The Importance of Quality Relationships
With the official start of the NDIS in Australia on July 1, 2016, an opportunity has opened up for people with disabilities and their families to rethink their future goals. For those who are happy with where they were heading, things may continue on a similar course. But for others; those who were unsure of their direction, looking to explore other possibilities or imagining something better, the NDIS may be the opportunity to rethink or tweak goals. Along with informal supports, community supports, mainstream supports, the NDIS may then provide reasonable and necessary support to contribute towards making those goals a reality. My hope is that many plans feature quality relationships as part of those goals!
I was watching a TED talk recently about a Harvard study that has been going for over 75 years. Back in 1938, a group of researchers began a study with a group of people that measured a whole range of things that track how that group travelled through life. When the study reached 75 years, they looked back over the data with an eye to measuring how well people in that group travelled and what factors may have helped with that. I don’t have the space here to go through all the data but the conclusion the researchers arrived at was that considering all the metrics, the single outstanding factor that contributed to people faring well in life were the quality of the relationships in their life. Those who identified as having strong, quality relationships in their life measured strongly across a lot of the metrics of the study. This contrasted sharply with those who didn’t have strong relationships in their life. Quality relationships add so much to our life, including health and wellbeing benefits.

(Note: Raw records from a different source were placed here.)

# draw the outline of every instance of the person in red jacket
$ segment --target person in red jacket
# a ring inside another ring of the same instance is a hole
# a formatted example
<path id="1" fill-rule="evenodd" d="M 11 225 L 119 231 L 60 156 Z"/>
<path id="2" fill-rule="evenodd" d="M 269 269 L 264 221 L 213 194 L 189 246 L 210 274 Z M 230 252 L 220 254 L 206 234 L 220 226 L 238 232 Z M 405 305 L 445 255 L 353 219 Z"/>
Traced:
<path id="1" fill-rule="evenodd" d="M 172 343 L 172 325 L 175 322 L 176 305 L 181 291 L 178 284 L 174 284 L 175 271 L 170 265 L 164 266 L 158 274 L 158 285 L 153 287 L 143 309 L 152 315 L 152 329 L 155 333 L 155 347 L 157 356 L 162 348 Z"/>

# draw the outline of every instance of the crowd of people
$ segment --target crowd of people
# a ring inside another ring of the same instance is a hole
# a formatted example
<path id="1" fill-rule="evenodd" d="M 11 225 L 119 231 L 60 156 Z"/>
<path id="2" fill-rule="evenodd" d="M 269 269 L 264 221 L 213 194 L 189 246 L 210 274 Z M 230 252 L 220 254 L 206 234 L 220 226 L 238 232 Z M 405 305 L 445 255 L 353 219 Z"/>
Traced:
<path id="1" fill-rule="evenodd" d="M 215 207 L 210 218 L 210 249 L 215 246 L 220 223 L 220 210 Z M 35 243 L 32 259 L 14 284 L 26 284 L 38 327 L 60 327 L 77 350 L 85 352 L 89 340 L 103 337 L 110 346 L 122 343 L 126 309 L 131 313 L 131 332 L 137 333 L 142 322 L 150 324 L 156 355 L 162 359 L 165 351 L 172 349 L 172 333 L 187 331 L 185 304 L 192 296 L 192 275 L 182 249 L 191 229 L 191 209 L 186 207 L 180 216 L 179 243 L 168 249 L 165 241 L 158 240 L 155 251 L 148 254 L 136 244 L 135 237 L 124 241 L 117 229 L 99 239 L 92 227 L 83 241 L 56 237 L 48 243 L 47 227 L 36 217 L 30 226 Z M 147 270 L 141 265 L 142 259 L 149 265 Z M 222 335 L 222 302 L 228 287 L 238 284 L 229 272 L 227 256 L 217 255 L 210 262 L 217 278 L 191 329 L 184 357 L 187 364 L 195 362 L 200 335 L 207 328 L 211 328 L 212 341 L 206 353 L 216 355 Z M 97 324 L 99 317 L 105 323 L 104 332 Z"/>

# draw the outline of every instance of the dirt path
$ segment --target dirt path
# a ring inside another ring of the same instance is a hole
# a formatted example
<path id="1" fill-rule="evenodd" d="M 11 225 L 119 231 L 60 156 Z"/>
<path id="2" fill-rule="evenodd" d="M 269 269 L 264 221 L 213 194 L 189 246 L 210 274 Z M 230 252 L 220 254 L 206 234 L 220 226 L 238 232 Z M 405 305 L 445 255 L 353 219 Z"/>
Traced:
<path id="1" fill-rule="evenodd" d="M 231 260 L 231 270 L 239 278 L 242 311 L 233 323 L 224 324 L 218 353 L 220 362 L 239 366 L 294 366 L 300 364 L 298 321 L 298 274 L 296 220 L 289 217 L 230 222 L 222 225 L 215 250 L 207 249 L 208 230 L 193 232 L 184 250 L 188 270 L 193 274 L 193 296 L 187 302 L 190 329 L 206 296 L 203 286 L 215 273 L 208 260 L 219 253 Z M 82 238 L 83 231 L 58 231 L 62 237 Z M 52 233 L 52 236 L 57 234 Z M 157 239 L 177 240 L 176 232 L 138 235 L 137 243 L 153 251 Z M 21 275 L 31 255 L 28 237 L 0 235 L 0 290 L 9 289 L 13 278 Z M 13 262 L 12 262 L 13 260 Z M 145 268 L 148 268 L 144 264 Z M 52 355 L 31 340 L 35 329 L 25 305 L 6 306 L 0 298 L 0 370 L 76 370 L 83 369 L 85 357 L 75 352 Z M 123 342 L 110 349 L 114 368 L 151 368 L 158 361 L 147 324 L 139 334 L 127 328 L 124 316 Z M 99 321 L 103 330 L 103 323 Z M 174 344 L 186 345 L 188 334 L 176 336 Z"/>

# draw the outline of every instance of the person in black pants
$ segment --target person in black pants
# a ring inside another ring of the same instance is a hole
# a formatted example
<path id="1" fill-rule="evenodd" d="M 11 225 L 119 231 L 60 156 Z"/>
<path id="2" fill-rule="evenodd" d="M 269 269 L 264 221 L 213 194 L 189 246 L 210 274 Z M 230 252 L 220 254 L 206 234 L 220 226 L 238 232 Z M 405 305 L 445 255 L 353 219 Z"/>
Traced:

As I write this article, I’ve just returned from my uncle’s funeral in Victoria. The funeral and the events after were a special time of sharing stories, sharing food (which is a must at any of our family events, including funerals!) and sharing life. As I watched everyone supporting each other as they tried to cope with their loss, I was reminded yet again on how important strong, supportive relationships are both in good times and difficult times. As I get older, I’m appreciating more and more the importance of prioritising those aspects of my life that are important to me and strong, quality relationships are certainly high on that list for me.
How might the NDIS help in finding and developing relationships? What am I doing in my life to maintain and develop the relationships I currently have? It’s true that you can’t organise or create relationships but you can create the conditions where relationships have the chance to begin and develop. It’s worth thinking about!